Gruesome Science Methods: Pureed Bee Heads

Updated: I’ve written a follow-up on research ethics to make up for some problems in this post.

Yes, that title does in fact include the phrase “pureed bee heads”. While on vacation, I was doing some reading on basic stuff related to neonicotinoids, my favorite pesticide class1. One paper that came up was a 2001 toxicity study done by researchers at Bayer AG on the effects of imidacloprid on honey bees. The results are not terribly surprising to anyone who knows anything about the (acute) effects of neonicotinoids on bees (neonics kill bees at high doses, make them behave funny at lower doses). Even though the results are unsurprising, the methods were interesting to me. Partly this is because I just don’t know that much about the field. But bonus for you is that you get to learn about interesting (but gruesome!) methods for find stuff out.

When I was reading that book on pesticide metabolism, there were a lot of passing methods to interesting methods. One method involved taking rabbit or other animal skin and spreading it thin to test skin absorption of a pesticide. A bit “ewww”, right? But, neat that they can figure things out using it, right? In this study2, two of the things they wanted to study were if proteins in the brain bound to imidacloprid or chemicals that are by-products of organism reactions with imidacloprid (called metabolites) and if neurons in the presence of those chemicals reacted differently to electrical signals. To study this, they cut off bee heads and pureed them.

No, really:

For biochemical studies, worker honeybees were carefully collected from hive combs (collection site: Burscheid, Germany) and directly frozen using dry ice. Bee heads were then separated from other body parts by vigorous shaking and recovered by sieving. The heads were then frozen at -40°C (usually not longer than 6 weeks) until use.

Bee heads weighing 10g were homogenized in 200 ml ice-cold 0.1 M [molar] potassium phosphate buffer, pH 7.4 containing 95mM sucrose using a motor-driven Ultra Turrax blender. The homogenate was then centrifuged for 10 min at 1200*g* and the resulting supernatant was filtered through five layers of cheesecloth and then used without prior purification.

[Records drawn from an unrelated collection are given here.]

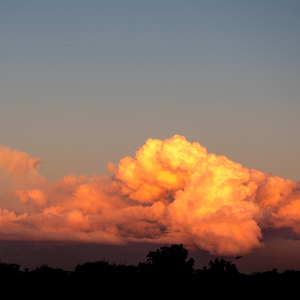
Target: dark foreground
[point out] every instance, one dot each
(166, 272)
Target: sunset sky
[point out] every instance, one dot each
(85, 84)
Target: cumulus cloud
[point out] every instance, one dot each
(172, 191)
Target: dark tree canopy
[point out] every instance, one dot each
(171, 260)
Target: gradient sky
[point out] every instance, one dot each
(84, 83)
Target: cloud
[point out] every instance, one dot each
(173, 191)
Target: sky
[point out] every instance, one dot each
(84, 85)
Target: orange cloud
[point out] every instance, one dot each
(171, 192)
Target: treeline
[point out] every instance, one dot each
(165, 269)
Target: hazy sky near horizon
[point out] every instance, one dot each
(88, 82)
(84, 83)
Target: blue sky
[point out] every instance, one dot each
(83, 83)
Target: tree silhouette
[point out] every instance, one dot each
(221, 267)
(168, 262)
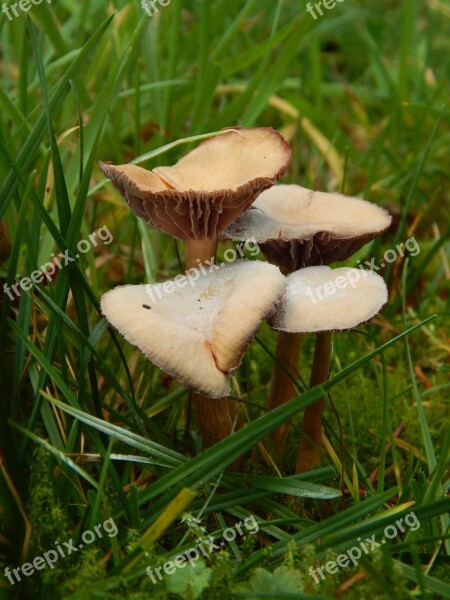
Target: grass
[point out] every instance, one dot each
(90, 430)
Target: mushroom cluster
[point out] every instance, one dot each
(225, 190)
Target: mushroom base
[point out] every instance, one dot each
(311, 440)
(282, 387)
(216, 420)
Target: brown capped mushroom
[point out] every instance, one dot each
(322, 300)
(206, 190)
(297, 227)
(197, 327)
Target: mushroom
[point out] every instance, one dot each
(198, 197)
(322, 300)
(295, 228)
(197, 327)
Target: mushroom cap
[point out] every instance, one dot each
(324, 299)
(297, 227)
(197, 328)
(209, 187)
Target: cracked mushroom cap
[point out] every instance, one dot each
(197, 328)
(324, 299)
(209, 187)
(297, 227)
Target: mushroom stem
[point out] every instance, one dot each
(282, 388)
(215, 417)
(311, 440)
(198, 251)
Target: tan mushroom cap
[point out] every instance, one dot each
(297, 227)
(325, 299)
(197, 328)
(210, 187)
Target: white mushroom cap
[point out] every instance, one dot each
(297, 227)
(325, 299)
(209, 187)
(197, 329)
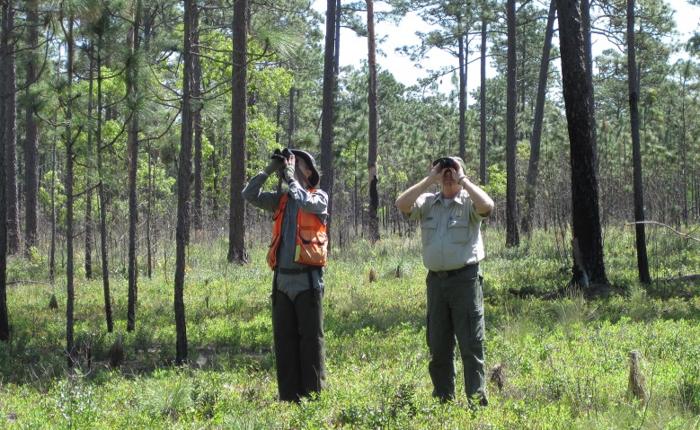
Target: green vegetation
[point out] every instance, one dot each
(565, 360)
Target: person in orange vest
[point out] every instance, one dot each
(297, 254)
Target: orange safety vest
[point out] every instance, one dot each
(311, 247)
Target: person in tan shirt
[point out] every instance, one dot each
(452, 247)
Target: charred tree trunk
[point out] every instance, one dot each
(70, 294)
(633, 85)
(101, 190)
(239, 116)
(589, 267)
(462, 96)
(372, 101)
(512, 236)
(183, 185)
(7, 47)
(328, 108)
(133, 148)
(533, 165)
(197, 121)
(482, 105)
(88, 193)
(31, 143)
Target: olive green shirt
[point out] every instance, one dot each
(450, 231)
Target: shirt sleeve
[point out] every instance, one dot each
(416, 213)
(261, 199)
(313, 202)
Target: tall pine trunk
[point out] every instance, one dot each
(588, 267)
(133, 148)
(31, 143)
(7, 47)
(633, 85)
(70, 293)
(183, 186)
(239, 86)
(101, 190)
(5, 89)
(512, 235)
(462, 54)
(327, 116)
(197, 213)
(533, 165)
(88, 193)
(482, 105)
(372, 102)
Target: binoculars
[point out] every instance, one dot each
(446, 163)
(281, 155)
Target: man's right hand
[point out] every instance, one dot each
(274, 165)
(435, 174)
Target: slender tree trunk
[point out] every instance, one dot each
(31, 144)
(328, 107)
(587, 235)
(372, 101)
(70, 294)
(5, 89)
(239, 117)
(183, 184)
(133, 148)
(462, 96)
(533, 165)
(633, 85)
(482, 103)
(512, 236)
(290, 124)
(88, 194)
(7, 47)
(197, 118)
(101, 190)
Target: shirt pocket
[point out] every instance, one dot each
(458, 231)
(428, 227)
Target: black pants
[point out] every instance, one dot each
(299, 344)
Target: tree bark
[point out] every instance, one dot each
(70, 293)
(197, 119)
(512, 236)
(133, 148)
(328, 108)
(633, 85)
(183, 185)
(372, 102)
(533, 165)
(5, 90)
(462, 95)
(589, 267)
(237, 252)
(482, 104)
(10, 124)
(101, 190)
(31, 143)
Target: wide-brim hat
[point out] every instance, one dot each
(309, 159)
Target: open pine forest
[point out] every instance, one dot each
(134, 288)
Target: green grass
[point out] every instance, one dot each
(565, 360)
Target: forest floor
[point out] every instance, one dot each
(564, 361)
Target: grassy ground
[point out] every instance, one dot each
(565, 360)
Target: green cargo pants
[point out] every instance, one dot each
(456, 309)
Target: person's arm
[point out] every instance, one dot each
(483, 203)
(405, 201)
(252, 192)
(314, 202)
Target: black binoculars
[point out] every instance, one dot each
(446, 163)
(281, 155)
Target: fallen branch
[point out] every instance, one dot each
(687, 236)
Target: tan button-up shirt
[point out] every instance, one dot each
(450, 231)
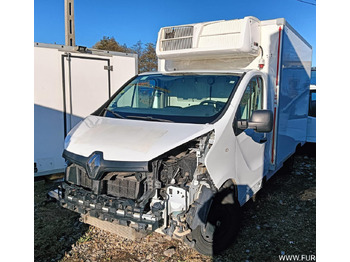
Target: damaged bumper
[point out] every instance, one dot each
(109, 209)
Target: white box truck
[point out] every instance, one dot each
(178, 151)
(69, 84)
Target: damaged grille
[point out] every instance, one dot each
(124, 185)
(121, 185)
(77, 175)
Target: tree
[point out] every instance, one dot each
(111, 44)
(147, 58)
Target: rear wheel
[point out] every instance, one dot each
(222, 224)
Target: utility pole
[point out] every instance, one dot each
(69, 22)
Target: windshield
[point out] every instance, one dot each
(183, 98)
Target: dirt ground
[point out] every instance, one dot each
(282, 220)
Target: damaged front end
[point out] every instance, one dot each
(133, 199)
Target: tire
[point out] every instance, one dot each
(222, 224)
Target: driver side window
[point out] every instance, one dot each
(251, 101)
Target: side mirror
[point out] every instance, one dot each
(261, 121)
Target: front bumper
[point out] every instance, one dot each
(105, 208)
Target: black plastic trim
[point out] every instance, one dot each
(107, 165)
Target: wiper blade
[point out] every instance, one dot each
(114, 113)
(149, 118)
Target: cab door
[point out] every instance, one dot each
(250, 145)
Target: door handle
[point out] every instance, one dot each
(263, 140)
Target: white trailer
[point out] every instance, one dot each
(180, 150)
(69, 84)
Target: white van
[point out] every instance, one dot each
(180, 150)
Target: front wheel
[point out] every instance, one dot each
(222, 224)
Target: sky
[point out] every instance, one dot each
(131, 21)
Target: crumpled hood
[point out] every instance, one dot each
(130, 140)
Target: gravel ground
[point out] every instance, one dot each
(281, 220)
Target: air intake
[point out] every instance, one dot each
(176, 38)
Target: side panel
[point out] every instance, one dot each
(67, 91)
(87, 86)
(124, 68)
(293, 94)
(48, 111)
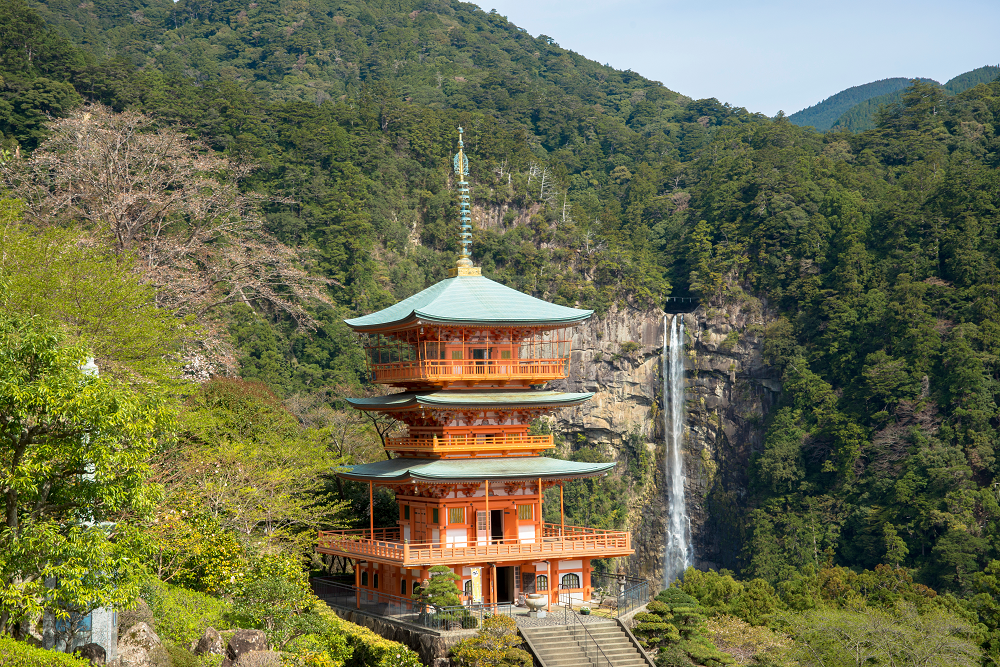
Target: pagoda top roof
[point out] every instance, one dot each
(470, 399)
(470, 300)
(473, 470)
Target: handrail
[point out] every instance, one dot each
(607, 661)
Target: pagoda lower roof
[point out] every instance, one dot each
(405, 470)
(460, 399)
(470, 300)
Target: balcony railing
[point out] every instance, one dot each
(555, 542)
(456, 370)
(451, 444)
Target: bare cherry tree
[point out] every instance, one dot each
(173, 203)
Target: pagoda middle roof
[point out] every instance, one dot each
(470, 399)
(470, 300)
(473, 469)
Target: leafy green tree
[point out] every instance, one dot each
(94, 295)
(74, 459)
(496, 644)
(247, 462)
(440, 590)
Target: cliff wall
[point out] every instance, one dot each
(730, 391)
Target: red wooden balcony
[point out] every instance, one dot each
(458, 444)
(385, 546)
(448, 371)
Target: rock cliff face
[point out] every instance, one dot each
(730, 392)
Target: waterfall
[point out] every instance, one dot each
(678, 553)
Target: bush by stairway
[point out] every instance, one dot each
(19, 654)
(674, 626)
(496, 644)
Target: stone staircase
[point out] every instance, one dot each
(565, 646)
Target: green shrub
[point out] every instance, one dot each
(361, 647)
(182, 615)
(18, 654)
(181, 657)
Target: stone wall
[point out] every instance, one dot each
(432, 646)
(730, 393)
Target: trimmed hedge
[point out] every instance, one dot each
(18, 654)
(368, 649)
(182, 615)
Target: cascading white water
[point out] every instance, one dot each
(678, 554)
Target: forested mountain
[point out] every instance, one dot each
(591, 186)
(855, 109)
(824, 115)
(863, 116)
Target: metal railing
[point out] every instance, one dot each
(627, 593)
(407, 610)
(596, 656)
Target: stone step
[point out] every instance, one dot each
(566, 646)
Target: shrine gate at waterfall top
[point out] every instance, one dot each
(472, 358)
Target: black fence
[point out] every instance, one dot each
(619, 593)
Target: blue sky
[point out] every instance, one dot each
(767, 55)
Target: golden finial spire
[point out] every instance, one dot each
(465, 267)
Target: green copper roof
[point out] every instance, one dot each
(463, 399)
(471, 300)
(476, 469)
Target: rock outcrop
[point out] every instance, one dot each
(241, 643)
(141, 647)
(730, 391)
(210, 643)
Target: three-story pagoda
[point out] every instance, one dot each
(473, 358)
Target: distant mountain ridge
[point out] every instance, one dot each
(824, 115)
(856, 109)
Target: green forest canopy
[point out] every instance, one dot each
(595, 186)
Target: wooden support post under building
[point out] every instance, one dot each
(562, 515)
(493, 584)
(541, 519)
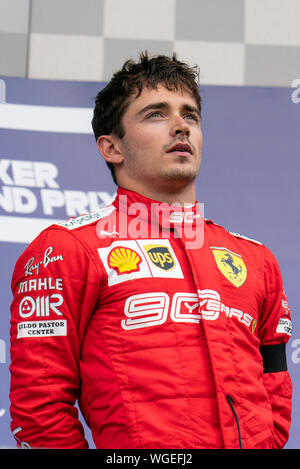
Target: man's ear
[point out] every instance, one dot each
(109, 148)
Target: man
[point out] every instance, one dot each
(170, 330)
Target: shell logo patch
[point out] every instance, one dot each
(124, 260)
(160, 256)
(231, 265)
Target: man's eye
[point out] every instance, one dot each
(154, 114)
(192, 116)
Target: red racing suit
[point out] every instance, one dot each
(168, 329)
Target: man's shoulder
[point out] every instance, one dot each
(221, 231)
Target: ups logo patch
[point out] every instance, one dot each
(160, 256)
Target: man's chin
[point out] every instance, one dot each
(178, 177)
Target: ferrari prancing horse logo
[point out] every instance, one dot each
(231, 265)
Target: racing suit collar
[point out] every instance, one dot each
(167, 216)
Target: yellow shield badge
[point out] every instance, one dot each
(231, 265)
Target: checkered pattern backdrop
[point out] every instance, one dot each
(235, 42)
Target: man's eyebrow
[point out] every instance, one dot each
(159, 105)
(165, 105)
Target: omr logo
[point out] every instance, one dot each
(160, 256)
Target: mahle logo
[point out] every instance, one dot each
(160, 256)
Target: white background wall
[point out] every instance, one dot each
(235, 42)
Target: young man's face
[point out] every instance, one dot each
(162, 144)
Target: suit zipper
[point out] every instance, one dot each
(230, 402)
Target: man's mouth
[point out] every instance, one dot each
(183, 149)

In short, they froze bees, separated their heads by shaking and tossing thru (probably) a small mesh, then later pureed them using a fancy science blender device and mixed it with sugar solution and other chemicals. Then they did some tests to see if anything in there reacted with imidacloprid or with common metabolites of it. In a related experiment they separated neurons out of those bee heads and ran electrical currents thru them when they were floating in solutions containing different amounts of chemicals that might interfere with electrical activity.

This is gruesome. While doing more population based studies is useful — for example, feed bees the chemicals of interest and see what happens over time — it’s also necessary to find out exactly what is going on at the physical level rather than just correlations. In this case, they are trying to see if and how imidacloprid affects bees in the brain by directly extracting the relevant parts and doing experiments on them. One result they got which would be much harder to tease out using what I would think as an obvious way to test toxicity (feed the chemical to bees, see which ones die), is that there are different forms of the same brain receptors that are reacting to imidacloprid and to different degrees. To do that, they had to puree bee heads. No doubt these are obvious methods to someone in the field, but to me they are gruesome (but neat!) science methods3.

Gruesome Science Methods might become a series. We’ll see. Pesticide studies definitely lend themselves to it.


  1. I had, shall we say, slightly better access to scholarly works than I normally have and slurped down a bunch.
  2. I apologize for linking to a closed access article. I’m not really sure how to handle this honestly. It’s not really reasonable to just ignore all science not published as open access…
  3. I may have excitedly told everyone I possibly could while on vacation if the subject was at all relevant to conversation. I may have even talked about it over dinner.